Using the New Place Holder Step In Workflows

Learn about place holder step importance in an evolving workflows

Last published at: July 17th, 2024

 

A “Place Holder” step is just a pass-through step for organizing in the case of some workflow designs, and it is especially important to use in some circumstances where a synchronized step is used.  Here is a good example of where a placeholder step is needed in a workflow routing a task whose results lead to a synchronized step: 

 

In the given scenario, if Manager 1 rejects the task, an email is then sent.  This design poses a problem as all incoming connections into a synchronized step must be executed before the workflow can progress, leading to extended turnaround.  In this case, the synchronize step has 3 incoming connections but only 2 will ever execute.  The 'Place Holder' step is introduced to address this issue.  It acts as a bridge, ensuring that all incoming connections to the synchronized step will execute on time and as scheduled.
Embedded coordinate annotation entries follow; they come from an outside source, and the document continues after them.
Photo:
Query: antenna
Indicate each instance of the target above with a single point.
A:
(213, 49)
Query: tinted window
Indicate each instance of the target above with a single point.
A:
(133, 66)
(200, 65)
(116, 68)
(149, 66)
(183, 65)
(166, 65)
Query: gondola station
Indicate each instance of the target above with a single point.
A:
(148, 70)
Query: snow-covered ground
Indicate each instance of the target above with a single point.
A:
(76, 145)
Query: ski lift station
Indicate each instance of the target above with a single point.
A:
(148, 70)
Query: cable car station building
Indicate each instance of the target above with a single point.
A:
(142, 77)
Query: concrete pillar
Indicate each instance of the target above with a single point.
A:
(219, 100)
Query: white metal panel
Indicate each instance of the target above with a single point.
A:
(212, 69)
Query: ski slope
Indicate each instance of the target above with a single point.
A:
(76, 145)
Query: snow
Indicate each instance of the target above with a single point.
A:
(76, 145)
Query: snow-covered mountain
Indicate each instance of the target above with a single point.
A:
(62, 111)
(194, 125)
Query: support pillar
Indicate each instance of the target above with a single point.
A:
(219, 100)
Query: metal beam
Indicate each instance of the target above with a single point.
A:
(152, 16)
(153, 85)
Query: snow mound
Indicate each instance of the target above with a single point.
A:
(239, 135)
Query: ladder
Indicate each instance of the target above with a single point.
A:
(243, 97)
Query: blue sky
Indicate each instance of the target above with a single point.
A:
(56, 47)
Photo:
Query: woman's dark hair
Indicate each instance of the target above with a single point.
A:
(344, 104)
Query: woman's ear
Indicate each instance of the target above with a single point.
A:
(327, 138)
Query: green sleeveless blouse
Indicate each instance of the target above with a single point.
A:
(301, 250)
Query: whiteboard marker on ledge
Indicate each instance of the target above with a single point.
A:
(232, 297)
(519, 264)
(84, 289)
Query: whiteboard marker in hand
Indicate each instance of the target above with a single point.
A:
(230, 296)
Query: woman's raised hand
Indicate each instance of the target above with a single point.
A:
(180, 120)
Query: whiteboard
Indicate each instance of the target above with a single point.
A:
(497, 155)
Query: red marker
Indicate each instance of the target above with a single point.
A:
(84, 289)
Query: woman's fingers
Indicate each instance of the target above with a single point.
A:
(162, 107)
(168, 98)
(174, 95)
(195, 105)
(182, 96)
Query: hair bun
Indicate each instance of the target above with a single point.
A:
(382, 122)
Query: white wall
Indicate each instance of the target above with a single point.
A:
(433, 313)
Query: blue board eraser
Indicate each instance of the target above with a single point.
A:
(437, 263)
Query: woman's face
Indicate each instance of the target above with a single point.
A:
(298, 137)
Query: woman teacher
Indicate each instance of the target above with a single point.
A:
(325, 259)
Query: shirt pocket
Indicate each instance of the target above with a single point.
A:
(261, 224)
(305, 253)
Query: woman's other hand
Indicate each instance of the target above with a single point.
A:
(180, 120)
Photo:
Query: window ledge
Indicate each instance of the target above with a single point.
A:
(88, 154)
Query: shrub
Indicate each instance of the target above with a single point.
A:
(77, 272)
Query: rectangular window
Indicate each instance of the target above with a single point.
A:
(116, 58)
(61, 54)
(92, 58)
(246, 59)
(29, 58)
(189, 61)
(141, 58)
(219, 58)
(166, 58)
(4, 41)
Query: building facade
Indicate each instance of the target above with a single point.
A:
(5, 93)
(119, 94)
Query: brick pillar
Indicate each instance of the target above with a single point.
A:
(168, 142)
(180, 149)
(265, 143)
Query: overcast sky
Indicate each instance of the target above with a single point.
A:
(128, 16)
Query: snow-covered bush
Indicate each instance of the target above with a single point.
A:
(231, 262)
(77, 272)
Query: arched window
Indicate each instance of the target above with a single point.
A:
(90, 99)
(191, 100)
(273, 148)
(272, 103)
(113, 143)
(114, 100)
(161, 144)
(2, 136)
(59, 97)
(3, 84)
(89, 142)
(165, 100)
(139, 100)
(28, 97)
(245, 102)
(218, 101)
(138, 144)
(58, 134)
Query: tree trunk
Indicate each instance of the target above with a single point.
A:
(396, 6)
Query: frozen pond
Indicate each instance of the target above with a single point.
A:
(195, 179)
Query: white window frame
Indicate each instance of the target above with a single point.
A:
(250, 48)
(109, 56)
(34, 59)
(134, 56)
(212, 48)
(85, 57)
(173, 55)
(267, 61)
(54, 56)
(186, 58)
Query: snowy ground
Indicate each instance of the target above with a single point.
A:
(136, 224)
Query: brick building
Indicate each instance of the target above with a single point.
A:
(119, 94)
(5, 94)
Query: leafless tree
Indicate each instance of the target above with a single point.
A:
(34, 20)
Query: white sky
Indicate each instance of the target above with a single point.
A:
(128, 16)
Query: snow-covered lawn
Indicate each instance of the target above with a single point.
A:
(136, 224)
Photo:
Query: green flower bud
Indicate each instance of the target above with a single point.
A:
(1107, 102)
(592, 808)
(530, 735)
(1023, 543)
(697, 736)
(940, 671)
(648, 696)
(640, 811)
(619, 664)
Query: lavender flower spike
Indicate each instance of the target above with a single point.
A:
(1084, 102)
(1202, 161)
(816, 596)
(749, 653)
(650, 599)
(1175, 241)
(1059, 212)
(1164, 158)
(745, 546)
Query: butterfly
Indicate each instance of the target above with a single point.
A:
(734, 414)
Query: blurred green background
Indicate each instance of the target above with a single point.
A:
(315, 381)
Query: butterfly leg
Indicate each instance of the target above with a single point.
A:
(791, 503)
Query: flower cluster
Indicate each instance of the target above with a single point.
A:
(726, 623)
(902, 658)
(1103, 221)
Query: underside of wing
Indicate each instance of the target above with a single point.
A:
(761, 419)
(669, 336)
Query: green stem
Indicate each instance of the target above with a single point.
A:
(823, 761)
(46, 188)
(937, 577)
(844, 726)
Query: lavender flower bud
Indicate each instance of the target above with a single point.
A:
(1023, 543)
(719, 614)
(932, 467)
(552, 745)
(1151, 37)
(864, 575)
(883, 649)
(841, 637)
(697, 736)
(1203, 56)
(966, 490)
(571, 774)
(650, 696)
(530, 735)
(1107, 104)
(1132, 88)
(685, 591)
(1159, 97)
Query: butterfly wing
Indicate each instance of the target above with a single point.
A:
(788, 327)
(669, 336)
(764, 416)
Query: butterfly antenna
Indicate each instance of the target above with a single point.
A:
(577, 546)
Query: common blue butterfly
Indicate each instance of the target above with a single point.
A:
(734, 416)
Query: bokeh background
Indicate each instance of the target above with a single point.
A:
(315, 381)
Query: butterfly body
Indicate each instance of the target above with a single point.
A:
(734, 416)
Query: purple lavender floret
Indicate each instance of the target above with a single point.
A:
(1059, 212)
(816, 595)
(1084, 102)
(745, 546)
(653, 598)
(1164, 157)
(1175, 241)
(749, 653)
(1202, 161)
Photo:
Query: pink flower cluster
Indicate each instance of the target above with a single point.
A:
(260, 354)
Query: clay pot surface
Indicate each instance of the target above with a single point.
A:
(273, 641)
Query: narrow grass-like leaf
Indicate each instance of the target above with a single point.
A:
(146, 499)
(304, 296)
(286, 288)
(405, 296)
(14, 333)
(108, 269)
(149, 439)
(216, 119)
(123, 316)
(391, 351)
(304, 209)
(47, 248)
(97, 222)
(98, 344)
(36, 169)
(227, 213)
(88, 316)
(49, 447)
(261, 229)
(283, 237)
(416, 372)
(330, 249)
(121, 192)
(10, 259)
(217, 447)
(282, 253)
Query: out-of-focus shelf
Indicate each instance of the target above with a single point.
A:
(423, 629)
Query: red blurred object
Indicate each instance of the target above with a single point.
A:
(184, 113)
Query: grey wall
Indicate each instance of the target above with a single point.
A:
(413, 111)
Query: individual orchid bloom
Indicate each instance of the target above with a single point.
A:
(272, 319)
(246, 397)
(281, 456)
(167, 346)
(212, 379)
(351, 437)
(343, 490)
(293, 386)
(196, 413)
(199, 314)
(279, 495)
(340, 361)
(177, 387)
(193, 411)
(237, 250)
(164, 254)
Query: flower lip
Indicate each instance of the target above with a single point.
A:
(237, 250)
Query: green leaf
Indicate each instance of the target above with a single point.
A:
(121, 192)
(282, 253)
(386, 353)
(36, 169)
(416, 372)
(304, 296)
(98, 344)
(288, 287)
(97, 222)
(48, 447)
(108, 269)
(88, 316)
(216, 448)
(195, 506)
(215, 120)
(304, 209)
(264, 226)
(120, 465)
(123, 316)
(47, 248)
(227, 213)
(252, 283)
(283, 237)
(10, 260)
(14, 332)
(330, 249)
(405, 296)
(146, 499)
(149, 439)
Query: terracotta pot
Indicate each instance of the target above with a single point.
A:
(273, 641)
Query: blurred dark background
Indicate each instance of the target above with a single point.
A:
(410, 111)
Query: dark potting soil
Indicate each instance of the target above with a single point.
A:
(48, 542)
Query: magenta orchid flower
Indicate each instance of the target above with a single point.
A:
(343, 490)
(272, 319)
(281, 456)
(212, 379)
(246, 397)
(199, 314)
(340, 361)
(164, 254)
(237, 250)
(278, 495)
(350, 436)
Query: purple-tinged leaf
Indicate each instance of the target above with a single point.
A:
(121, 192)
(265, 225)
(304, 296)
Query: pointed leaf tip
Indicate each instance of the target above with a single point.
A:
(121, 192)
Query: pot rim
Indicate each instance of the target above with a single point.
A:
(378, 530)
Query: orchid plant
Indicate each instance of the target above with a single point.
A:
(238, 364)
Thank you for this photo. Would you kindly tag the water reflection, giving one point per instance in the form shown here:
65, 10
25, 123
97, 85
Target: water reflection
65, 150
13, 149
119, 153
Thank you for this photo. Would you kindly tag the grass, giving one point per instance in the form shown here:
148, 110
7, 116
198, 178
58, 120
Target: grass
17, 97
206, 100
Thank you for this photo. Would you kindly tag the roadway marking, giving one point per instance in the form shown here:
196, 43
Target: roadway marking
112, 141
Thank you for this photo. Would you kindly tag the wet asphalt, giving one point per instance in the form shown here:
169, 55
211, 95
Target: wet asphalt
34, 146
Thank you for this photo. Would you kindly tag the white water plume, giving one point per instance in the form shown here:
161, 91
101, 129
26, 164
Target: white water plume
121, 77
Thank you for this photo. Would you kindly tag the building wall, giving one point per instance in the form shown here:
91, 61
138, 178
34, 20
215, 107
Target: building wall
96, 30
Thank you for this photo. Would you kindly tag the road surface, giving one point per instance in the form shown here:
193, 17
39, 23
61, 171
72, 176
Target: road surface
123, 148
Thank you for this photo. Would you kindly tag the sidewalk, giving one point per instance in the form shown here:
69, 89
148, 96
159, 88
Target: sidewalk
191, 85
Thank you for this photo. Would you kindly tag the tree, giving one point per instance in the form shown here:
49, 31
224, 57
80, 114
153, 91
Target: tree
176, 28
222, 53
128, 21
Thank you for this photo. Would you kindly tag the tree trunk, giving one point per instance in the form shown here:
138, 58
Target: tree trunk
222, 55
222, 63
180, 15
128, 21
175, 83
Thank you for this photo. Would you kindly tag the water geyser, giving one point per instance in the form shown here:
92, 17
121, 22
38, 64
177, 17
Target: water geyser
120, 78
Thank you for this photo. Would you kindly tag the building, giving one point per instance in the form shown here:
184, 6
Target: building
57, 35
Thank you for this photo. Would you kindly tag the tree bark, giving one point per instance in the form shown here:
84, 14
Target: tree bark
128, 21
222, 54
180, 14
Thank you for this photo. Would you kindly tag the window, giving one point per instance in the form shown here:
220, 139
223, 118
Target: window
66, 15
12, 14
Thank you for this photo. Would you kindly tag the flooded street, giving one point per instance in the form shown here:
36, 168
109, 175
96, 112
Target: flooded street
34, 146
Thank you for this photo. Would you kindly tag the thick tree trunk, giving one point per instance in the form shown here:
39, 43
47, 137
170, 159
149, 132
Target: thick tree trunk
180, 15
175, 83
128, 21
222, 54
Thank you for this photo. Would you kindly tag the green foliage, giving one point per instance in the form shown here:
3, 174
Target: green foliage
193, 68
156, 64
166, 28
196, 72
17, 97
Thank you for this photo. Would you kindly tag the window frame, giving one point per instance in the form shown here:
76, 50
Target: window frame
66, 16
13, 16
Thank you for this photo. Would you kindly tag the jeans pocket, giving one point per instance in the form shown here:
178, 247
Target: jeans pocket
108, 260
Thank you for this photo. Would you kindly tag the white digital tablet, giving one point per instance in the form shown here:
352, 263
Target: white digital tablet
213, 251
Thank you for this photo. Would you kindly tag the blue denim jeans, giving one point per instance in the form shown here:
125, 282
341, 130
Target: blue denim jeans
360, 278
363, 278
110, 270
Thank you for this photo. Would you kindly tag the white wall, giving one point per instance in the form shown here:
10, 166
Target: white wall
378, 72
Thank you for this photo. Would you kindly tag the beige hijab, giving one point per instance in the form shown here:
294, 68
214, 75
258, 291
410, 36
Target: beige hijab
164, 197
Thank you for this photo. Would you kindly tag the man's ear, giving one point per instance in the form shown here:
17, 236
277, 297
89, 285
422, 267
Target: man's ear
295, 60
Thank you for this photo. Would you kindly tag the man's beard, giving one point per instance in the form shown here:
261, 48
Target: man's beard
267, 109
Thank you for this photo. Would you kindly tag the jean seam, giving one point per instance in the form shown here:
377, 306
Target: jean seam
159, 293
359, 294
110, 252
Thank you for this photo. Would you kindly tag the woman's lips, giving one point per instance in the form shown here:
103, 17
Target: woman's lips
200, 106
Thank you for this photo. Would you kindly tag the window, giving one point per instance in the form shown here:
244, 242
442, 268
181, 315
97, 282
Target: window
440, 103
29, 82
This is just one scenario where the 'Place Holder' step proves its worth.

 

About the above diagram, connections from the Manager 1 approval step are connected to the “placeholder” step and then continue to the synchronize step.  This design guarantees that all incoming connections to the synchronize step will be executed on time and as scheduled.  This is only a single scenario, but there are many other scenarios that the “Place Holder” step helps with.

In previous versions of FlowWright, some of our customers were using the 'Decision' step to simulate the 'Place Holder' step using an expression of '1==1', where the decision is always evaluated to 'true' and passes through. However, this approach resulted in a performance hit. This performance issue is resolved through the use of the new 'Place Holder' step, which provides a more efficient solution.